Causal Inference · PSM · ATT · Incremental ROI · User Segmentation · Budget Reallocation
This project studied how local life platforms can evaluate marketing subsidies from a true incremental-growth perspective instead of relying only on surface-level metrics such as coupon redemption rate, subsidized GMV, or apparent ROI. In many subsidy campaigns, users who redeem coupons may already have strong purchase intent, which means part of the subsidized transaction volume is not truly created by the subsidy. The core business question was therefore not simply whether subsidies work, but how much real incremental value they generate and where budget should be reallocated to improve efficiency. Using real business data from a local life platform, I built an analytical framework covering transactions, coupon acquisition records, user activity behavior, and user profiles. I used Propensity Score Matching to construct comparable treatment and control groups from users in the same coupon batch, estimated Average Treatment Effects across 3-day, 7-day, and 14-day windows, and further decomposed apparent subsidized GMV into true incremental contribution and estimated non-incremental coverage. The final analysis showed that subsidies still had a positive causal effect after controlling for user history, but the efficiency structure was highly uneven. The 7-day same-business-unit ATT was about 50.14, the approximate incremental ROI was about 4.55, while only around 26.4% of apparent subsidized GMV could be attributed to true incremental demand. This revealed a clear budget misallocation problem: subsidies were effective, but too much budget was spent on users and scenarios that would likely have converted naturally.

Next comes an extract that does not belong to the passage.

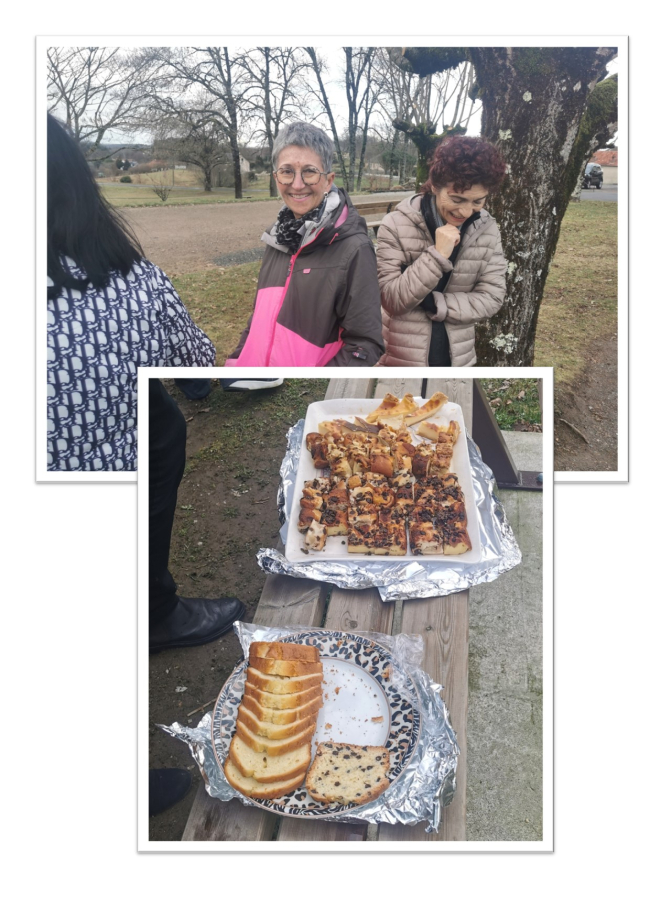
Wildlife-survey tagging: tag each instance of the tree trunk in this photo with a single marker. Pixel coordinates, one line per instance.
(312, 55)
(533, 101)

The business value of this project lies in turning subsidy evaluation from a post-campaign reporting exercise into a resource allocation system. Instead of asking whether coupon users spent more than non-coupon users, the framework estimates what would have happened without the subsidy and then uses that incremental gap to guide future budget decisions. For platform operations, this means subsidy strategy can move from broad coverage to marginal-return-driven targeting. Budget does not necessarily need to increase; it can be reallocated from low-efficiency business units and low-response users to segments with higher incremental ROI. This creates a clearer path for improving growth quality, reducing waste, and building a more sustainable subsidy mechanism.
The biggest lesson I learned from this project is that high redemption does not equal high incrementality. A campaign may look successful under apparent ROI, but once natural demand is separated from true incremental demand, the conclusion can change significantly. This made me realize that business analysis should not stop at describing what happened; it should help decision-makers understand what truly caused the outcome. This project also helped me connect causal inference with real business strategy. PSM and ATT were not used only as statistical methods, but as tools to answer a practical operating question: where should the next unit of subsidy budget go? Through this process, I strengthened my ability to move from data cleaning and metric design to causal reasoning, user segmentation, and actionable recommendations. If I continued this project, I would expand the analysis from one representative subsidy batch to multiple campaign batches, compare seasonal differences, and build an online experimentation or uplift-modeling system. That would make the budget reallocation strategy more dynamic and allow the platform to continuously learn which users, cities, and business units generate the highest true incremental return.